A Escola é “o organismo em que deve realizar-se um trabalho”. É “inseparável do treinamento a ser dispensado”. [3] A contribuição de Lacan para a formação de analistas é afirmar que analistas não são ensinados e treinados por outros analistas. Não há nada universal sobre o discurso analítico. O discurso analítico não pode ser ensinado. Em vez disso, os analistas são formados por suas próprias análises, como Lacan deixou claro na “Proposição de 9 de outubro de 1967 sobre o psicanalista da escola”. [4] A pessoa se torna psicanalista pela experiência de encontrar o real por meio do sintoma.
No entanto, como ensinar o que não pode ser ensinado é uma questão em todo o ensino de Lacan: como se pode ensinar a psicanálise, como se pode ensinar um saber a todos, quando esse saber emerge da intimidade da situação analítica onde, por exemplo, a interpretação visa um ato momentâneo de dizer e o saber só se adquire por meio da passagem por uma experiência singular e incomparável. Como transmitir algo sem cair nas armadilhas da mestria, pensando-se unívoco, ou nas do discurso universitário, onde prevalece o Eu ideal ?
A resposta de Lacan à questão de como demonstrar uma formação baseada no princípio da autoautorização é o passe. “O acontecimento do passe é o dizer por de um sozinho, o Analista da Escola, quando ele ordena sua experiência”, [5] quando ele ou ela testemunha diante de uma plateia seu percurso analítico.
Temos o privilégio de publicar neste número dos Psychoanalytical Notebooks uma série de textos de psicanalistas da Associação Mundial de Psicanálise que passaram pelo procedimento do passe e foram nomeados e que, um a um, nos contam algo sobre a formação do analista e seus três pilares: a análise, a supervisão e o cartel (isto é, o estudo da psicanálise). Neste momento, na New Lacanian School, há um interesse dinâmico pelo fim da análise, pela produção de analistas e pela própria transmissão da psicanálise, e isso foi atestado no evento inaugural sobre O Passe em Nossa Escola, o Ensino do AE, realizada em Ghent, em setembro de 2019. Esta foi uma resposta à nomeação de Florencia FC Shanahan – a primeira Analista da Escola a ter passado pelo procedimento de passe dentro da NLS.

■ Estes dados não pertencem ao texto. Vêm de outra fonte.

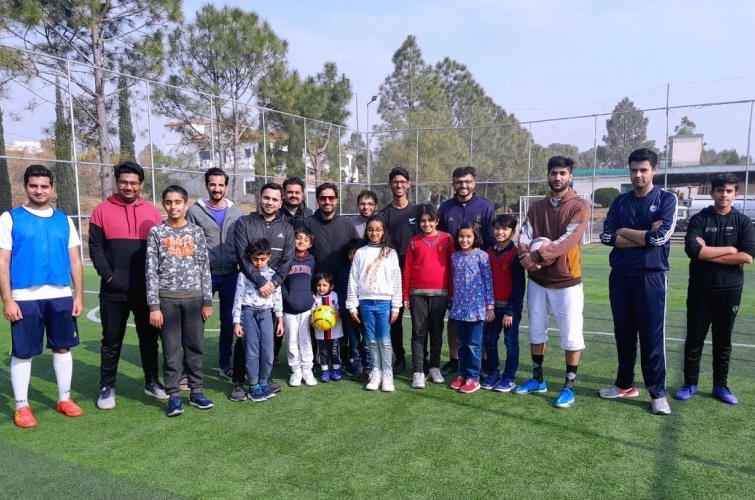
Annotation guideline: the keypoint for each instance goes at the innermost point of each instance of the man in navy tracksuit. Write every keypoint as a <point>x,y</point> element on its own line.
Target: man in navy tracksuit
<point>639,226</point>
<point>719,241</point>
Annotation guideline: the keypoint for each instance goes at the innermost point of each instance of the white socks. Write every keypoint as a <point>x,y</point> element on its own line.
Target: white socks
<point>20,375</point>
<point>63,365</point>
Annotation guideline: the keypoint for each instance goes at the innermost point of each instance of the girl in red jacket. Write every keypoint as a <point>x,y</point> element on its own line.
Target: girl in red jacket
<point>426,280</point>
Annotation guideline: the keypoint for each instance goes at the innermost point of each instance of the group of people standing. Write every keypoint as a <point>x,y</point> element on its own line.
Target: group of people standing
<point>272,268</point>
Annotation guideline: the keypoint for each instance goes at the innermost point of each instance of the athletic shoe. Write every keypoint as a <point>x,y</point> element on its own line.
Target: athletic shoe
<point>565,398</point>
<point>505,384</point>
<point>490,381</point>
<point>198,400</point>
<point>106,401</point>
<point>452,366</point>
<point>457,383</point>
<point>156,390</point>
<point>267,391</point>
<point>614,392</point>
<point>470,386</point>
<point>374,383</point>
<point>388,381</point>
<point>436,377</point>
<point>531,386</point>
<point>69,408</point>
<point>660,406</point>
<point>308,377</point>
<point>724,394</point>
<point>418,380</point>
<point>295,380</point>
<point>256,394</point>
<point>399,365</point>
<point>24,418</point>
<point>238,394</point>
<point>275,387</point>
<point>175,406</point>
<point>686,392</point>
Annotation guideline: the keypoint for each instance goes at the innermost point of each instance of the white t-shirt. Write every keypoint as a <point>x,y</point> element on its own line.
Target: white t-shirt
<point>6,243</point>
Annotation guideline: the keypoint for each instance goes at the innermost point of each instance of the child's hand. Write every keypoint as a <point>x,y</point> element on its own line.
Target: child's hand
<point>206,312</point>
<point>156,319</point>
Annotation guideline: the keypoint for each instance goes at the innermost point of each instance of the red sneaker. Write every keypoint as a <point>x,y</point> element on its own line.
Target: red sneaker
<point>69,408</point>
<point>24,418</point>
<point>470,386</point>
<point>456,384</point>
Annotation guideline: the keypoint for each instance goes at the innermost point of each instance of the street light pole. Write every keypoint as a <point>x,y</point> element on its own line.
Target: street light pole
<point>369,163</point>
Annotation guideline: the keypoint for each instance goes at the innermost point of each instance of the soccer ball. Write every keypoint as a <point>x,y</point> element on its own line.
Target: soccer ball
<point>538,243</point>
<point>324,318</point>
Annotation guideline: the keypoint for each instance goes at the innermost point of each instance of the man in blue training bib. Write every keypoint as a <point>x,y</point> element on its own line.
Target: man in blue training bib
<point>39,258</point>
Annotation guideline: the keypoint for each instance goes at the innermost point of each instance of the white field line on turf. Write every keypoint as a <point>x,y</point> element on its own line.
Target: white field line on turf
<point>92,316</point>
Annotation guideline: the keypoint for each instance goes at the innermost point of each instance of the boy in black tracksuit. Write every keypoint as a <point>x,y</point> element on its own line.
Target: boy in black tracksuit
<point>719,241</point>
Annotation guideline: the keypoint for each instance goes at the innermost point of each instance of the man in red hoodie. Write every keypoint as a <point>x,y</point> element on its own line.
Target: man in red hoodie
<point>118,232</point>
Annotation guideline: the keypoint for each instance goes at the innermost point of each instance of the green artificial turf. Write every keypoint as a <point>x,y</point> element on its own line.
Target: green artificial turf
<point>337,440</point>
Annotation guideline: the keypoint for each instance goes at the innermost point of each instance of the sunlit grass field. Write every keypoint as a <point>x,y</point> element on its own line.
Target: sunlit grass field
<point>339,441</point>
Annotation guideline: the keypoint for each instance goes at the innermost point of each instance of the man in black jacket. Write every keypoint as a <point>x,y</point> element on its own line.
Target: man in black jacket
<point>719,241</point>
<point>268,224</point>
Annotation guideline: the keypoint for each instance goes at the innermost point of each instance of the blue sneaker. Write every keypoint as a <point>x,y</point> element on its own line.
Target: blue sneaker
<point>505,384</point>
<point>530,386</point>
<point>175,406</point>
<point>565,399</point>
<point>200,401</point>
<point>490,381</point>
<point>686,392</point>
<point>256,394</point>
<point>267,391</point>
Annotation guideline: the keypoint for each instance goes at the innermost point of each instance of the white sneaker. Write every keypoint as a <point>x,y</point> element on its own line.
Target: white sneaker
<point>295,380</point>
<point>309,377</point>
<point>388,381</point>
<point>660,406</point>
<point>106,401</point>
<point>374,383</point>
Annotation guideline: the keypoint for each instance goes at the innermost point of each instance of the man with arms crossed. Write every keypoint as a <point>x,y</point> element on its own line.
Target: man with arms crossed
<point>639,226</point>
<point>39,258</point>
<point>719,241</point>
<point>555,276</point>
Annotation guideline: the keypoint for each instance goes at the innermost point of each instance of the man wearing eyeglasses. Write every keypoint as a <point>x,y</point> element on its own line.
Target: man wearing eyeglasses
<point>465,206</point>
<point>118,232</point>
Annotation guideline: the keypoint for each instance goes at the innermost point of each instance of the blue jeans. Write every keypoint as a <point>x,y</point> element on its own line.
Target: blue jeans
<point>358,353</point>
<point>510,341</point>
<point>225,286</point>
<point>469,337</point>
<point>376,317</point>
<point>258,343</point>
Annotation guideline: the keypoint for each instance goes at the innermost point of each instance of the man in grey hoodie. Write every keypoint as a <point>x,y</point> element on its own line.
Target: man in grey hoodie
<point>217,217</point>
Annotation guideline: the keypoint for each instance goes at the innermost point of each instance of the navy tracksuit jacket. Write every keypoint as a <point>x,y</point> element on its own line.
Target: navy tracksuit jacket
<point>637,286</point>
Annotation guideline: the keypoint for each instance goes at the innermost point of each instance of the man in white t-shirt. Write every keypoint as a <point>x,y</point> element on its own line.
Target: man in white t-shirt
<point>39,258</point>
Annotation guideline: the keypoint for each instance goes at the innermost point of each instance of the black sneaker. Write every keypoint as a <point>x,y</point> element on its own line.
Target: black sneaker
<point>452,366</point>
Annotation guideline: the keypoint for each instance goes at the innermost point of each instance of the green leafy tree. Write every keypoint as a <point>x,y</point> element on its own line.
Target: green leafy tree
<point>103,35</point>
<point>626,130</point>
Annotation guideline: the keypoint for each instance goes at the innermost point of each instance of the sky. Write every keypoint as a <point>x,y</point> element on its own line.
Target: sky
<point>543,59</point>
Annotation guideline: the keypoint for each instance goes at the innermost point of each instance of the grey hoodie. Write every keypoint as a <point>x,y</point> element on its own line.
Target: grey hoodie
<point>219,245</point>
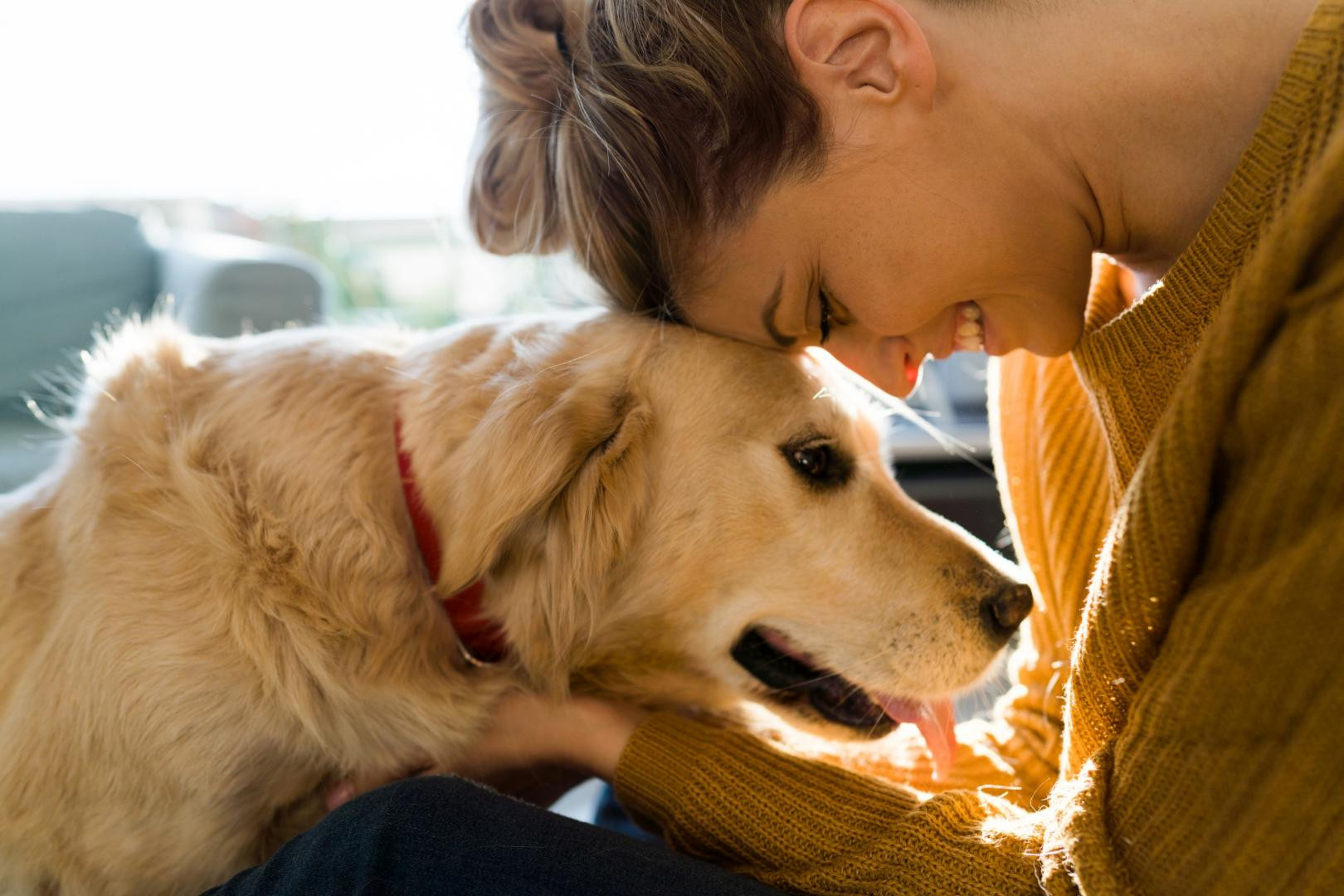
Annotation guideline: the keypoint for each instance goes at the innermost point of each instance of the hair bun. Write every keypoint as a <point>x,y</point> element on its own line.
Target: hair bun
<point>514,201</point>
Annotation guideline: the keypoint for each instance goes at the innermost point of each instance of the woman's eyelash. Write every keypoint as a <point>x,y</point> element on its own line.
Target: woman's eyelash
<point>824,301</point>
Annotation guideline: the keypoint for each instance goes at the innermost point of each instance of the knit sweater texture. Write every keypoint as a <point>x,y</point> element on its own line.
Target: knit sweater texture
<point>1175,488</point>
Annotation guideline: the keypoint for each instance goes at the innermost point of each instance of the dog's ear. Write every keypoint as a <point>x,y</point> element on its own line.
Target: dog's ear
<point>559,562</point>
<point>544,489</point>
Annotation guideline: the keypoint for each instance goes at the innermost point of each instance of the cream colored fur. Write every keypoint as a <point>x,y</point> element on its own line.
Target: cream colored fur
<point>212,607</point>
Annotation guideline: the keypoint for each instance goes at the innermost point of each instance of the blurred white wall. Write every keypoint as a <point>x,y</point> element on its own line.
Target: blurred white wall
<point>309,108</point>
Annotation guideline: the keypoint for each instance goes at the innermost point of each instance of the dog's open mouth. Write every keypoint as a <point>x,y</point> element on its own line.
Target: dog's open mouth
<point>791,676</point>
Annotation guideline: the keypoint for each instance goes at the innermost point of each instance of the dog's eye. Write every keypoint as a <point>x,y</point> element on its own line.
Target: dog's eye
<point>811,461</point>
<point>821,465</point>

Os quatro primeiros artigos da edição atual (Laurent Dupont, “Formação do analista, o fim da análise”; Bruno de Halleux, “O rinoceronte e o desejo do analista”; e Patricia Tassara, “Supervisão” e “Dos sonhos ao acontecimento de corpo”) foram todos retirados de apresentações recentemente feitas em Londres durante uma série de eventos sobre a Formação do Analista organizado pela London Society of the NLS. Os dois últimos artigos (Florencia FC Shanahan, “Presente”; Véronique Voruz, “Corpos capturados pelo discurso”) foram apresentados em eventos online organizados por nossos colegas da NLS em Berlim (Lacanian Orientation in Berlin) e Dublin (Irish Circle of the Lacanian Orientation), respectivamente. Isso testemunha um contínuo interesse e desejo pela questão da formação nos membros de nossa comunidade em geral.
A formação do analista está na base da Escola de Lacan. “O discurso analítico existe porque é o analisando que o sustenta.” [6] Não pode haver analista sem ser analisando, assim como não pode haver Analista da Escola sem Escola. A permanência da formação do “analista-analisando”, como afirma Laurent Dupont no primeiro artigo desta edição, como princípio subjacente à orientação lacaniana significa uma ascese contínua do trabalho para se tornar um analista.